XL-Gebinde statt Standardpatrone
Wie bei Toner gilt auch bei Tintenpatronen: Größere XL-Varianten haben meist einen niedrigeren Preis pro gedruckter Seite als die Standardgröße, auch wenn der Einzelpreis höher liegt. Bei regelmäßigem Druckbedarf zahlt sich die größere Patrone in der Regel schnell aus.
Preise pro Seite statt pro Patrone vergleichen
Der Blick auf den Kartuschenpreis allein führt leicht in die Irre, wenn die Füllmengen unterschiedlich sind. Aussagekräftiger ist der Preis pro Seite, der sich aus Kartuschenpreis geteilt durch die vom Hersteller angegebene Seitenreichweite ergibt.
Multipacks gezielt einsetzen
Wie im Beitrag zu Multipacks beschrieben, lohnt sich der Kauf im Set vor allem bei absehbarem Verbrauch – wer regelmäßig alle Farben braucht, spart damit zusätzlich gegenüber dem Einzelkauf.
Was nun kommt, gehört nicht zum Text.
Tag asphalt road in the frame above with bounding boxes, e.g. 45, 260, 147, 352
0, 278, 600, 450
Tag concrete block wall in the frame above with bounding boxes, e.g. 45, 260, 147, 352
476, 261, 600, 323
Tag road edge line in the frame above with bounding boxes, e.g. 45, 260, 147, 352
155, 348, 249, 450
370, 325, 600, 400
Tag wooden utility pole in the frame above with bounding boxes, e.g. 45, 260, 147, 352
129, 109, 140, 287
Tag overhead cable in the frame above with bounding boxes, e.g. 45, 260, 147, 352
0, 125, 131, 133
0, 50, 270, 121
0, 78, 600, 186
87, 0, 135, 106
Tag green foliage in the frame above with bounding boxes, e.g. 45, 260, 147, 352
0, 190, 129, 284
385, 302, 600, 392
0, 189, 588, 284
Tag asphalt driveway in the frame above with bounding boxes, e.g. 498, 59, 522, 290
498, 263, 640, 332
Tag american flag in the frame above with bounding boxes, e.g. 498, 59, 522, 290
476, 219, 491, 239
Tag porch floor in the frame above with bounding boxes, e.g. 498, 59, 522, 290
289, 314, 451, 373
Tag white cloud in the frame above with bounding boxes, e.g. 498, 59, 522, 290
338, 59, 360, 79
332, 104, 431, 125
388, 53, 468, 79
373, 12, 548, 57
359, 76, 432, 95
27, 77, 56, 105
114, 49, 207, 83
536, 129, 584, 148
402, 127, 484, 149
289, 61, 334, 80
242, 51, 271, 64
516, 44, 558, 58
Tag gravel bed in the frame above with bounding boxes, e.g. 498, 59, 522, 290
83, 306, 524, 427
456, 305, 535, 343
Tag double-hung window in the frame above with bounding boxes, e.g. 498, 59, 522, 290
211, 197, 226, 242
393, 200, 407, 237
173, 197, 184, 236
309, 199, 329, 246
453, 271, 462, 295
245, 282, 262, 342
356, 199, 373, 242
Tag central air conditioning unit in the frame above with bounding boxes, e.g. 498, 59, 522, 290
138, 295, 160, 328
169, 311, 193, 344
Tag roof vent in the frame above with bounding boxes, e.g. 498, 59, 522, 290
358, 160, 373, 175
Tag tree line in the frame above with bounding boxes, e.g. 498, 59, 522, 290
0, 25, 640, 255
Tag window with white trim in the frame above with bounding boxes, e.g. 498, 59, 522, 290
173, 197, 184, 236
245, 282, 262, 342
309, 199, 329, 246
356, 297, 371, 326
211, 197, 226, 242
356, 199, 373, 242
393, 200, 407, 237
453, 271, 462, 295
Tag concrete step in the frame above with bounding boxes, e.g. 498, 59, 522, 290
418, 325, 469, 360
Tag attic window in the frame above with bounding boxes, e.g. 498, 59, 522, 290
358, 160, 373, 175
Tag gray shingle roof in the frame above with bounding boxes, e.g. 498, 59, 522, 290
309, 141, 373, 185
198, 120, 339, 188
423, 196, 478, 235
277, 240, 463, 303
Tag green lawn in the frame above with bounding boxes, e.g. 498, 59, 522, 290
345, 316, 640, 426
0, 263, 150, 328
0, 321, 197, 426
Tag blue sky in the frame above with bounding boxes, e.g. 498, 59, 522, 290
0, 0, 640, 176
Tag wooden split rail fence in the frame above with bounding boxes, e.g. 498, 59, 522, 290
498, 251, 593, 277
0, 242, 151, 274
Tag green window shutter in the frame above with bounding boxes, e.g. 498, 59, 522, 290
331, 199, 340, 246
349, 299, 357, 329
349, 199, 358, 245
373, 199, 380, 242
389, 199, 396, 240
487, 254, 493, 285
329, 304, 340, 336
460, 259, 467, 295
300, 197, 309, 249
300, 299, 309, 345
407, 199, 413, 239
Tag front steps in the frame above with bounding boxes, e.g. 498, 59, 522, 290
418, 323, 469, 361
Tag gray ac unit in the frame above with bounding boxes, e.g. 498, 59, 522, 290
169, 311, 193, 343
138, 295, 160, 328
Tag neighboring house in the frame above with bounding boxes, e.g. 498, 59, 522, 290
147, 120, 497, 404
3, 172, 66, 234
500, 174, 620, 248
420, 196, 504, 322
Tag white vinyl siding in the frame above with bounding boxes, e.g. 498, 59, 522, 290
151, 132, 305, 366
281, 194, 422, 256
Kompatible Patronen als Alternative
Kompatible Tintenpatronen kosten oft deutlich weniger als Originalware, ohne dass laut geltendem EU-Recht die Druckergarantie dadurch automatisch erlischt (siehe unseren Beitrag zum Garantierecht). Bei der Auswahl lohnt sich ein Blick auf Herstellerangaben zur Auslaufsicherheit und Kompatibilität mit dem eigenen Druckermodell.
Bedarfsgerecht statt auf Vorrat kaufen
Tinte kann bei sehr langer Lagerung eintrocknen. Statt große Mengen auf Vorrat zu kaufen, ist es meist wirtschaftlicher, den tatsächlichen Verbrauch der letzten Monate als Grundlage für die Nachbestellmenge zu nehmen.